Before Frank Peretti I did not know a book could do that.

I did not know a story could make you feel like the walls of the room you were sitting in were thinner than you thought. Like something was operating just on the other side of what your eyes could see. Like the spiritual world was not a theological concept but an actual place with actual activity and actual stakes.

This Present Darkness did that to me.

Peretti built a world where angels and demons were fighting over a small town. Not metaphorically. Literally. Physically. You would be reading about a pastor trying to save his church and then Peretti would flip to the spiritual realm where actual beings were in combat over that same moment. The things happening invisibly were driving the things happening visibly.
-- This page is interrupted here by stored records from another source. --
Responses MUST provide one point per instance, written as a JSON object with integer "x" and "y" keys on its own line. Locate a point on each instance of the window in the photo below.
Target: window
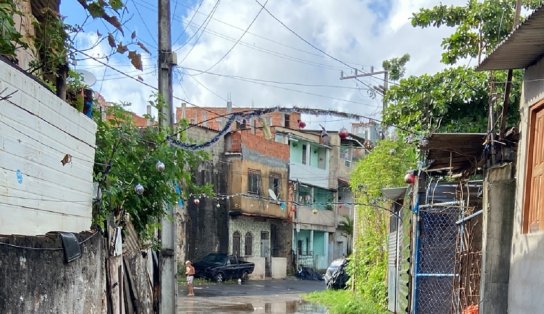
{"x": 236, "y": 243}
{"x": 254, "y": 182}
{"x": 533, "y": 218}
{"x": 274, "y": 184}
{"x": 286, "y": 120}
{"x": 249, "y": 244}
{"x": 204, "y": 119}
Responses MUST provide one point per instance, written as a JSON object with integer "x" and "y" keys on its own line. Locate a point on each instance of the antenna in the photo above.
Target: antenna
{"x": 272, "y": 194}
{"x": 88, "y": 77}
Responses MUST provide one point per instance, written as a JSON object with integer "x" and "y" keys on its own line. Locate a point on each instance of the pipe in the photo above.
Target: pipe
{"x": 469, "y": 217}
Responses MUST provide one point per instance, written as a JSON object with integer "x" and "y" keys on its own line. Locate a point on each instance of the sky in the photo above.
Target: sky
{"x": 235, "y": 50}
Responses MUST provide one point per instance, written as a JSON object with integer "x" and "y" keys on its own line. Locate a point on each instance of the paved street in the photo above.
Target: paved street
{"x": 262, "y": 296}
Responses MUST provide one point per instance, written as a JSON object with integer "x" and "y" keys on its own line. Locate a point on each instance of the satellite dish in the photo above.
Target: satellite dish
{"x": 88, "y": 77}
{"x": 272, "y": 194}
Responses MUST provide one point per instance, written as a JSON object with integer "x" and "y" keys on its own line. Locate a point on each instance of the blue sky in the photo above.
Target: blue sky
{"x": 268, "y": 65}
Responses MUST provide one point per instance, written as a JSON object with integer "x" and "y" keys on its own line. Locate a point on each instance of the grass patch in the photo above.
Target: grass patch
{"x": 344, "y": 302}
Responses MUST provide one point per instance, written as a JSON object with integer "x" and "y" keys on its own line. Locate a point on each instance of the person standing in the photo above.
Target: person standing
{"x": 190, "y": 273}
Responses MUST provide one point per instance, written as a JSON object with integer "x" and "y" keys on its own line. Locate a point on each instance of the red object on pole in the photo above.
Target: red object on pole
{"x": 410, "y": 178}
{"x": 343, "y": 133}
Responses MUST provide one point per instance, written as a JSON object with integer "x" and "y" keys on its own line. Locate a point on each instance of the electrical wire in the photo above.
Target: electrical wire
{"x": 204, "y": 26}
{"x": 308, "y": 93}
{"x": 237, "y": 41}
{"x": 46, "y": 248}
{"x": 145, "y": 24}
{"x": 137, "y": 80}
{"x": 184, "y": 30}
{"x": 308, "y": 42}
{"x": 269, "y": 81}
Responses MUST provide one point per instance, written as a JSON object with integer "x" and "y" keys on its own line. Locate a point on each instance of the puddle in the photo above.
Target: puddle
{"x": 296, "y": 307}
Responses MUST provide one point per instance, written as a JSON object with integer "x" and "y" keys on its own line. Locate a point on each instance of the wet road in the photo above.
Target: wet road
{"x": 262, "y": 296}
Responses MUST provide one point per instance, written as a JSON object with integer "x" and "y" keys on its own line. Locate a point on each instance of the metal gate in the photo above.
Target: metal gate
{"x": 435, "y": 243}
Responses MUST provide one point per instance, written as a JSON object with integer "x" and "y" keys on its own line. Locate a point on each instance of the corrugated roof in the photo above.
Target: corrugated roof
{"x": 523, "y": 46}
{"x": 453, "y": 152}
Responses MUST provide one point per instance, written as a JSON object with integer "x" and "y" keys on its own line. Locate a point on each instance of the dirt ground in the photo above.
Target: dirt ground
{"x": 262, "y": 296}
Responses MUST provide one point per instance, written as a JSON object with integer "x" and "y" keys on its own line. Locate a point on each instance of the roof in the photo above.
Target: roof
{"x": 453, "y": 152}
{"x": 394, "y": 193}
{"x": 522, "y": 48}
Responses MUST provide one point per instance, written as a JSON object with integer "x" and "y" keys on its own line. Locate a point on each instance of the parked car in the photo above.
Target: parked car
{"x": 336, "y": 276}
{"x": 220, "y": 267}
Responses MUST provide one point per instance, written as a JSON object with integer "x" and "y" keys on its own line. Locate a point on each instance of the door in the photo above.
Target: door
{"x": 265, "y": 251}
{"x": 534, "y": 202}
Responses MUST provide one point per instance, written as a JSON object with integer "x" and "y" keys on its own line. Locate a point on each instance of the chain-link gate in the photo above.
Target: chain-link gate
{"x": 436, "y": 238}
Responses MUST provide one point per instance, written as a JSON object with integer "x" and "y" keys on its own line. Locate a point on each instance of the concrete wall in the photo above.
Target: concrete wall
{"x": 203, "y": 227}
{"x": 37, "y": 130}
{"x": 499, "y": 194}
{"x": 279, "y": 267}
{"x": 527, "y": 255}
{"x": 255, "y": 227}
{"x": 39, "y": 281}
{"x": 259, "y": 271}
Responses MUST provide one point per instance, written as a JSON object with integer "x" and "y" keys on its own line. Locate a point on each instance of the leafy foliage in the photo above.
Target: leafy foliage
{"x": 9, "y": 36}
{"x": 456, "y": 99}
{"x": 479, "y": 26}
{"x": 384, "y": 167}
{"x": 126, "y": 156}
{"x": 344, "y": 302}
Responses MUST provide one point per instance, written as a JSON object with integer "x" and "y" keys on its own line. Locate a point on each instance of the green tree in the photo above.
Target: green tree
{"x": 455, "y": 100}
{"x": 128, "y": 156}
{"x": 385, "y": 166}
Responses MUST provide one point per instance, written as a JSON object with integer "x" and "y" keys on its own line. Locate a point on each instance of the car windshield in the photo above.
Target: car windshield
{"x": 214, "y": 258}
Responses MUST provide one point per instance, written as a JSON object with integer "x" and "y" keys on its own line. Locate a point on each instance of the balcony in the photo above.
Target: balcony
{"x": 255, "y": 205}
{"x": 312, "y": 216}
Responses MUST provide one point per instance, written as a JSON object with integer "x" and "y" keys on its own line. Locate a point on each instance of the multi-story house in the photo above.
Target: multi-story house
{"x": 249, "y": 216}
{"x": 320, "y": 166}
{"x": 276, "y": 178}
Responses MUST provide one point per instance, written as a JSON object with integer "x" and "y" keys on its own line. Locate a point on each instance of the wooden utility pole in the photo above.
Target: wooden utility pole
{"x": 167, "y": 260}
{"x": 380, "y": 88}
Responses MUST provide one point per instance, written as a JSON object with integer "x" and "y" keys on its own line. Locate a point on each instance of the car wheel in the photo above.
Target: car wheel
{"x": 219, "y": 278}
{"x": 245, "y": 276}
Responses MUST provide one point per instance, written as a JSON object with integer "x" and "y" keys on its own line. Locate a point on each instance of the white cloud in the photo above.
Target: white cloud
{"x": 347, "y": 30}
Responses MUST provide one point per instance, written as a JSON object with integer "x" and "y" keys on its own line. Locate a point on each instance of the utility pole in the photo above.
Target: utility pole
{"x": 380, "y": 88}
{"x": 167, "y": 259}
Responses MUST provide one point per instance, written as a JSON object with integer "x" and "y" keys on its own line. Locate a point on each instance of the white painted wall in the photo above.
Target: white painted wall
{"x": 279, "y": 267}
{"x": 527, "y": 255}
{"x": 37, "y": 193}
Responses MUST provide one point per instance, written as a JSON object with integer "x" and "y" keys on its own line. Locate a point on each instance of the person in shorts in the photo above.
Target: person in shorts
{"x": 190, "y": 273}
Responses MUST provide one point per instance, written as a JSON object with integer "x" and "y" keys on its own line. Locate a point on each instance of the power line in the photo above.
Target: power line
{"x": 261, "y": 49}
{"x": 137, "y": 80}
{"x": 144, "y": 22}
{"x": 188, "y": 23}
{"x": 304, "y": 92}
{"x": 307, "y": 42}
{"x": 204, "y": 26}
{"x": 237, "y": 41}
{"x": 269, "y": 81}
{"x": 265, "y": 38}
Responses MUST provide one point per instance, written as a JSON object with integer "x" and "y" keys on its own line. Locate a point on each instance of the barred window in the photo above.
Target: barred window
{"x": 236, "y": 243}
{"x": 254, "y": 182}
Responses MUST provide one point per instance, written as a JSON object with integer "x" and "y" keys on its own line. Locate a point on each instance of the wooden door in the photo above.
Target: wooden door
{"x": 535, "y": 173}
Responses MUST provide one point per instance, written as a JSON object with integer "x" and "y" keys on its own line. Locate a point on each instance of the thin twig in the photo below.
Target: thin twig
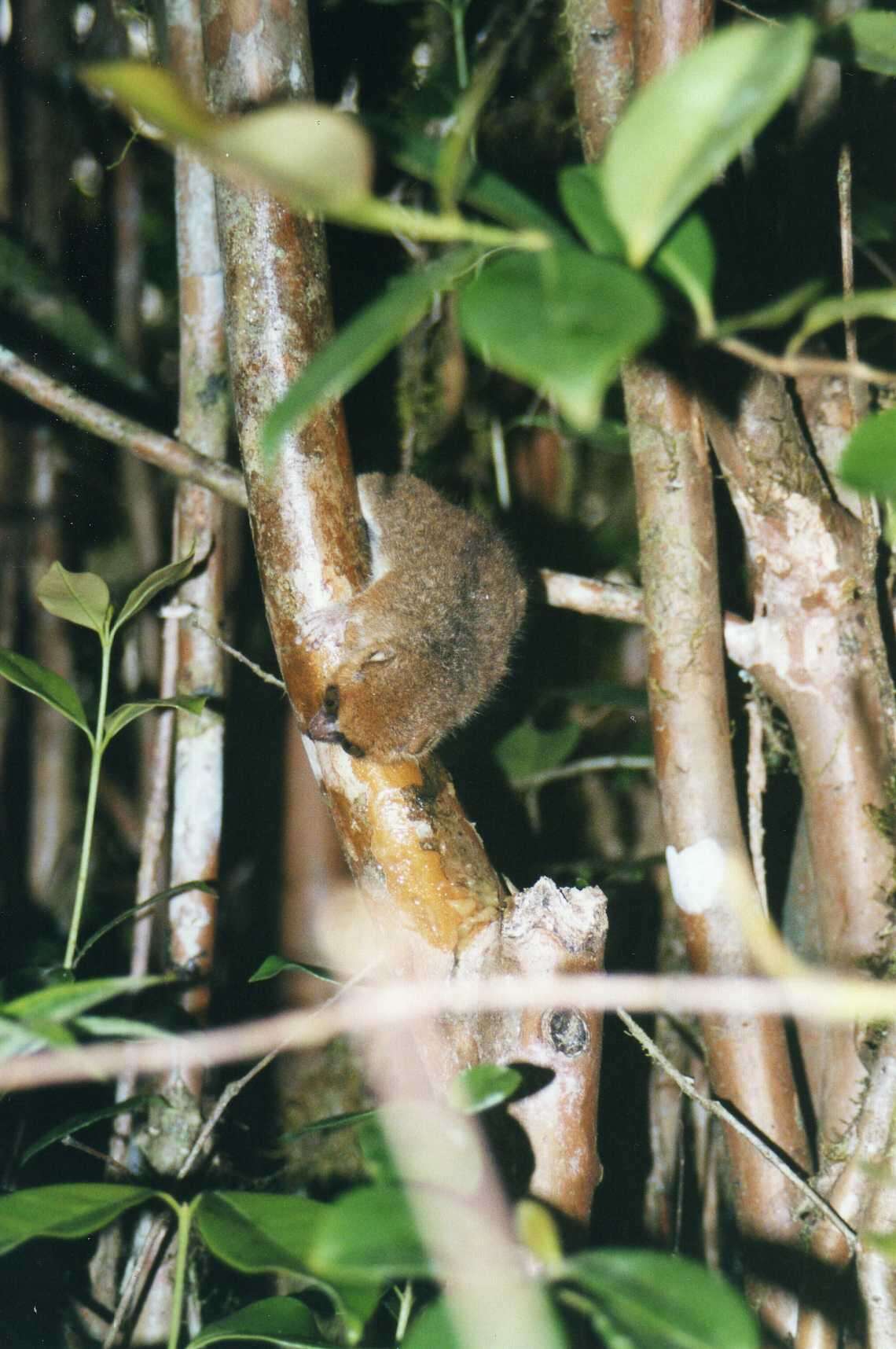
{"x": 756, "y": 784}
{"x": 869, "y": 525}
{"x": 733, "y": 1121}
{"x": 795, "y": 366}
{"x": 598, "y": 764}
{"x": 583, "y": 595}
{"x": 752, "y": 14}
{"x": 238, "y": 656}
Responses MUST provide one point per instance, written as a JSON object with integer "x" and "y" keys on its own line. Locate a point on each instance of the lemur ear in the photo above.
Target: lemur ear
{"x": 378, "y": 656}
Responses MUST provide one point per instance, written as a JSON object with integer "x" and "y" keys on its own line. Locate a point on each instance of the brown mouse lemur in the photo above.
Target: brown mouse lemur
{"x": 427, "y": 641}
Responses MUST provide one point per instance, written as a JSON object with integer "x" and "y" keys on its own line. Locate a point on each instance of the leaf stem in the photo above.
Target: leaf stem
{"x": 90, "y": 815}
{"x": 457, "y": 9}
{"x": 184, "y": 1224}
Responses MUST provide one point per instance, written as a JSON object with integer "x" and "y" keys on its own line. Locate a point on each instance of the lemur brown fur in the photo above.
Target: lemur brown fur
{"x": 427, "y": 641}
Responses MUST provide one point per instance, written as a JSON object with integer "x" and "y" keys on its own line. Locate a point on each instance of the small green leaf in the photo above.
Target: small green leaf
{"x": 837, "y": 309}
{"x": 363, "y": 342}
{"x": 538, "y": 1232}
{"x": 41, "y": 682}
{"x": 259, "y": 1233}
{"x": 137, "y": 910}
{"x": 521, "y": 1320}
{"x": 150, "y": 587}
{"x": 77, "y": 597}
{"x": 64, "y": 1002}
{"x": 867, "y": 39}
{"x": 64, "y": 1211}
{"x": 663, "y": 1299}
{"x": 331, "y": 1121}
{"x": 370, "y": 1236}
{"x": 583, "y": 201}
{"x": 274, "y": 965}
{"x": 687, "y": 124}
{"x": 562, "y": 322}
{"x": 869, "y": 459}
{"x": 433, "y": 1329}
{"x": 304, "y": 153}
{"x": 527, "y": 750}
{"x": 600, "y": 693}
{"x": 483, "y": 1086}
{"x": 267, "y": 1233}
{"x": 127, "y": 712}
{"x": 883, "y": 1241}
{"x": 134, "y": 1105}
{"x": 687, "y": 259}
{"x": 122, "y": 1028}
{"x": 273, "y": 1321}
{"x": 19, "y": 1038}
{"x": 417, "y": 154}
{"x": 773, "y": 314}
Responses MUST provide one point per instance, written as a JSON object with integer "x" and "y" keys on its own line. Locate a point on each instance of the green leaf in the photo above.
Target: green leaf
{"x": 41, "y": 682}
{"x": 77, "y": 597}
{"x": 137, "y": 910}
{"x": 123, "y": 1028}
{"x": 127, "y": 712}
{"x": 370, "y": 1234}
{"x": 274, "y": 965}
{"x": 370, "y": 1237}
{"x": 538, "y": 1232}
{"x": 64, "y": 1211}
{"x": 583, "y": 201}
{"x": 363, "y": 342}
{"x": 687, "y": 259}
{"x": 687, "y": 124}
{"x": 134, "y": 1105}
{"x": 483, "y": 1086}
{"x": 273, "y": 1321}
{"x": 19, "y": 1038}
{"x": 562, "y": 322}
{"x": 64, "y": 1002}
{"x": 773, "y": 314}
{"x": 37, "y": 1034}
{"x": 433, "y": 1145}
{"x": 527, "y": 750}
{"x": 663, "y": 1301}
{"x": 271, "y": 1233}
{"x": 883, "y": 1241}
{"x": 837, "y": 309}
{"x": 331, "y": 1121}
{"x": 868, "y": 39}
{"x": 417, "y": 154}
{"x": 150, "y": 587}
{"x": 304, "y": 153}
{"x": 259, "y": 1233}
{"x": 33, "y": 292}
{"x": 869, "y": 459}
{"x": 433, "y": 1329}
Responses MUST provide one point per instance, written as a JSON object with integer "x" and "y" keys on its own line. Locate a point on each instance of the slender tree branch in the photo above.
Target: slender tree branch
{"x": 818, "y": 997}
{"x": 736, "y": 1123}
{"x": 795, "y": 366}
{"x": 152, "y": 446}
{"x": 600, "y": 764}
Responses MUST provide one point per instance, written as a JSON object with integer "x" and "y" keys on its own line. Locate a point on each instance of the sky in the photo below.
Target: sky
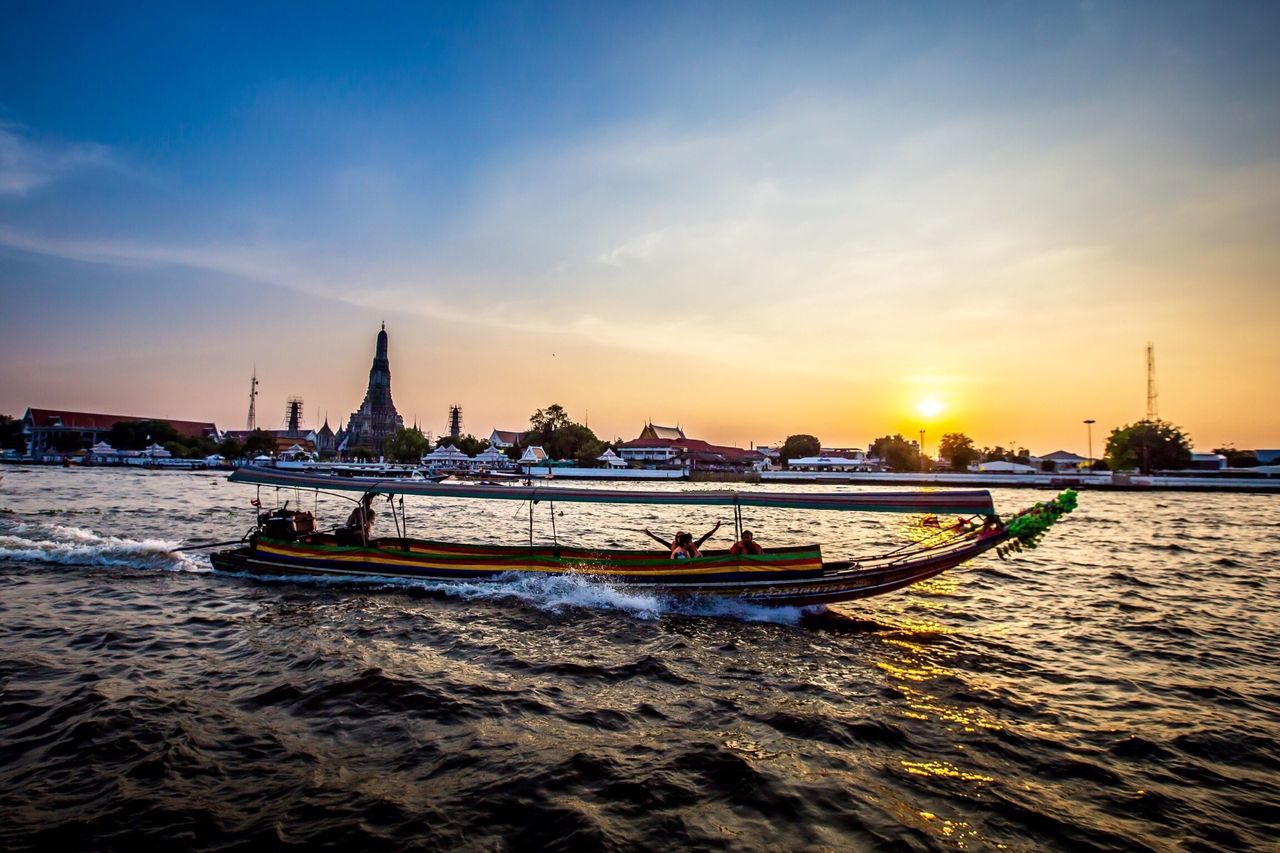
{"x": 749, "y": 219}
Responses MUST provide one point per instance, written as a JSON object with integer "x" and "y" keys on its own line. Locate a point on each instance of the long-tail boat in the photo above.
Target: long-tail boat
{"x": 287, "y": 542}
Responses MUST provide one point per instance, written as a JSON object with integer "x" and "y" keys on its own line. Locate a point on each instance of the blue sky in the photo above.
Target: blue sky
{"x": 643, "y": 210}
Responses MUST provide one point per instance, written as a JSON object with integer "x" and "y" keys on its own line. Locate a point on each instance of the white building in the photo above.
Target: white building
{"x": 503, "y": 438}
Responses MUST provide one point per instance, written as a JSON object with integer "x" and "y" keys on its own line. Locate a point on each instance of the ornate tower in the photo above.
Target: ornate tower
{"x": 376, "y": 420}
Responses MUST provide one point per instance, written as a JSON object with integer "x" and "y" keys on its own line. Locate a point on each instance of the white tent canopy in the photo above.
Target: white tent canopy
{"x": 534, "y": 455}
{"x": 1005, "y": 468}
{"x": 611, "y": 459}
{"x": 448, "y": 454}
{"x": 827, "y": 461}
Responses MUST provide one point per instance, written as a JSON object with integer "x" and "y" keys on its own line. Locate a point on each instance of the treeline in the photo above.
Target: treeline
{"x": 1144, "y": 446}
{"x": 551, "y": 428}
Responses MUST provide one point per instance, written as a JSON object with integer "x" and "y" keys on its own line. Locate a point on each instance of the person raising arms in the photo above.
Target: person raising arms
{"x": 684, "y": 542}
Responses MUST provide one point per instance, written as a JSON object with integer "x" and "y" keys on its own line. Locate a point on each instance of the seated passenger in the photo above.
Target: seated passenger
{"x": 361, "y": 519}
{"x": 746, "y": 544}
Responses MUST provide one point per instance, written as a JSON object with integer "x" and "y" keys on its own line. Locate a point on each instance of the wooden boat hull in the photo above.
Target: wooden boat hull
{"x": 782, "y": 576}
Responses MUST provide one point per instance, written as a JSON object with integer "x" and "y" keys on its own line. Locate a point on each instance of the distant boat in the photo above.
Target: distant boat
{"x": 287, "y": 542}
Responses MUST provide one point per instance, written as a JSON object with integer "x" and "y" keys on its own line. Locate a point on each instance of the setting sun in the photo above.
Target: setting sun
{"x": 929, "y": 407}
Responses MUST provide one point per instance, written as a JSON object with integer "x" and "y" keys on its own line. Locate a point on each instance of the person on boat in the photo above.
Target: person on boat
{"x": 684, "y": 547}
{"x": 746, "y": 544}
{"x": 361, "y": 519}
{"x": 676, "y": 541}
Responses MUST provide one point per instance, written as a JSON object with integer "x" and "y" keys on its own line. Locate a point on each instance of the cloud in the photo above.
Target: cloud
{"x": 27, "y": 164}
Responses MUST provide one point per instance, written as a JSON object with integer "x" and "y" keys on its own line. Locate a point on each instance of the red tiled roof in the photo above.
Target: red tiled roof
{"x": 48, "y": 418}
{"x": 689, "y": 446}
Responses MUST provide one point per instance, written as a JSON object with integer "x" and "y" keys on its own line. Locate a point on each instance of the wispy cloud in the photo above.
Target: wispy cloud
{"x": 27, "y": 164}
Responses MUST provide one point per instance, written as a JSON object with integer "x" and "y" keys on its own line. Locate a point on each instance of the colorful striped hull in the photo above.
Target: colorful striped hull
{"x": 791, "y": 576}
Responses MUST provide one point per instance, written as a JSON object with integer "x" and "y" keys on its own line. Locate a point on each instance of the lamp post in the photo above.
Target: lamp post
{"x": 1088, "y": 425}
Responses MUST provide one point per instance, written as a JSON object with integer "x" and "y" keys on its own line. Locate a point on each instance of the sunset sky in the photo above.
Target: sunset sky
{"x": 753, "y": 219}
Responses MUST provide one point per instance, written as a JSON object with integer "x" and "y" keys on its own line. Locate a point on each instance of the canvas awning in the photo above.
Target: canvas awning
{"x": 951, "y": 502}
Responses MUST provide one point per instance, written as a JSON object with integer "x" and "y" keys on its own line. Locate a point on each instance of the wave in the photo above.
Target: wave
{"x": 69, "y": 546}
{"x": 563, "y": 592}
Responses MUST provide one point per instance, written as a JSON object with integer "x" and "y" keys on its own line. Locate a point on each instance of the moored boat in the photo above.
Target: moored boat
{"x": 288, "y": 543}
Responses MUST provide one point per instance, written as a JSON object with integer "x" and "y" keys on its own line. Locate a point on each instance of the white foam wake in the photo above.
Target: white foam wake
{"x": 82, "y": 547}
{"x": 562, "y": 592}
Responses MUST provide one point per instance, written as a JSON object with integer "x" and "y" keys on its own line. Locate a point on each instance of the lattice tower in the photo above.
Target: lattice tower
{"x": 251, "y": 423}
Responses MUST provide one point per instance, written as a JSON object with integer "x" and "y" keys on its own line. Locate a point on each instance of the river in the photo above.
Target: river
{"x": 1118, "y": 688}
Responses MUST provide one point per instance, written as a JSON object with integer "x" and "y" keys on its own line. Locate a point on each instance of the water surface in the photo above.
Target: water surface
{"x": 1119, "y": 688}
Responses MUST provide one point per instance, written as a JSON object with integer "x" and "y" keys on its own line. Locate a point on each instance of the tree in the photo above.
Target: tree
{"x": 549, "y": 419}
{"x": 1148, "y": 446}
{"x": 896, "y": 452}
{"x": 259, "y": 442}
{"x": 560, "y": 436}
{"x": 406, "y": 445}
{"x": 800, "y": 446}
{"x": 958, "y": 450}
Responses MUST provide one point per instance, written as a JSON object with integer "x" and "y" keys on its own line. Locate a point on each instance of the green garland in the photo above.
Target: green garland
{"x": 1028, "y": 527}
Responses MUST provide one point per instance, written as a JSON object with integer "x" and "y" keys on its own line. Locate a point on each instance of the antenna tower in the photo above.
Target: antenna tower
{"x": 293, "y": 415}
{"x": 252, "y": 401}
{"x": 1152, "y": 396}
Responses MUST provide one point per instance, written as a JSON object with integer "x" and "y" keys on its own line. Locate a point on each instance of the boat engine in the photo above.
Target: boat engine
{"x": 286, "y": 523}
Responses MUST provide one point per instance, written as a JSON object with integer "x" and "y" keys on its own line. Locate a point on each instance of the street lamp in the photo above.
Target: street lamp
{"x": 1088, "y": 425}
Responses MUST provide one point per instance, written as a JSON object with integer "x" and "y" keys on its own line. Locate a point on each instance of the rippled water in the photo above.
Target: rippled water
{"x": 1119, "y": 688}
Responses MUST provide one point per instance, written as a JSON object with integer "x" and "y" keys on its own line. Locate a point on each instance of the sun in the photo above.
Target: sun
{"x": 929, "y": 407}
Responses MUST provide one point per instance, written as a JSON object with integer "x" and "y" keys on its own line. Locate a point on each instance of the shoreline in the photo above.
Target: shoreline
{"x": 1095, "y": 482}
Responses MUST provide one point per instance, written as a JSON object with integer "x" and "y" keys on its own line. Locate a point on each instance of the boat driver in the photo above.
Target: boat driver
{"x": 361, "y": 519}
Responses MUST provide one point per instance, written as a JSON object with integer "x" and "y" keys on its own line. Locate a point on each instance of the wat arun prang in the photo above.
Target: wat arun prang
{"x": 376, "y": 419}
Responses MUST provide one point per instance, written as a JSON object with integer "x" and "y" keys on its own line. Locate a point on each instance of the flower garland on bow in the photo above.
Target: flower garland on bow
{"x": 1028, "y": 527}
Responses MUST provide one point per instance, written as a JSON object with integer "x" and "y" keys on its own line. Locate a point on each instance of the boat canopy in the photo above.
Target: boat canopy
{"x": 954, "y": 502}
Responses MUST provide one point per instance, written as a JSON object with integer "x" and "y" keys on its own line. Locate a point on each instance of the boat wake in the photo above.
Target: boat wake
{"x": 82, "y": 547}
{"x": 562, "y": 592}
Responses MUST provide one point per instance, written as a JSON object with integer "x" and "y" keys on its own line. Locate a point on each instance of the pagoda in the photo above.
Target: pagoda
{"x": 376, "y": 420}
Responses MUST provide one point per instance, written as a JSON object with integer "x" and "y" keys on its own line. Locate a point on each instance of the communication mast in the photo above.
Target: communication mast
{"x": 252, "y": 401}
{"x": 293, "y": 414}
{"x": 1152, "y": 396}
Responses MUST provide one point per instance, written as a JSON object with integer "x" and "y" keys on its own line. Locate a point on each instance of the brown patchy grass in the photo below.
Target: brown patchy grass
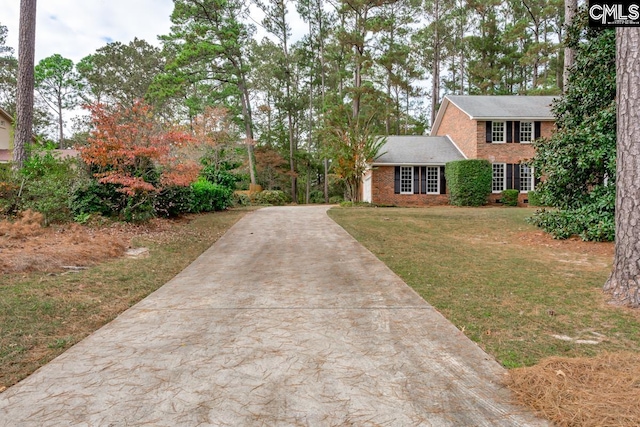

The two worlds were locked together in a war most of the characters could not see.

I had grown up in church. I believed in spiritual warfare in the way you believe things you have been taught. Academically. Doctrinally. Peretti made me feel it. He made it cinematic and immediate and real in a way that no sermon ever had.

And then he did it again in Piercing the Darkness. The sequel. I read that one in five days. Five days for a book that size because I could not slow down. I needed to know what happened.

That was the first time I understood what a writer could actually do. Not just tell a story. Build a world. Make the invisible visible. Give the reader something they will carry with them long after the last page.

That is what I have been chasing ever since.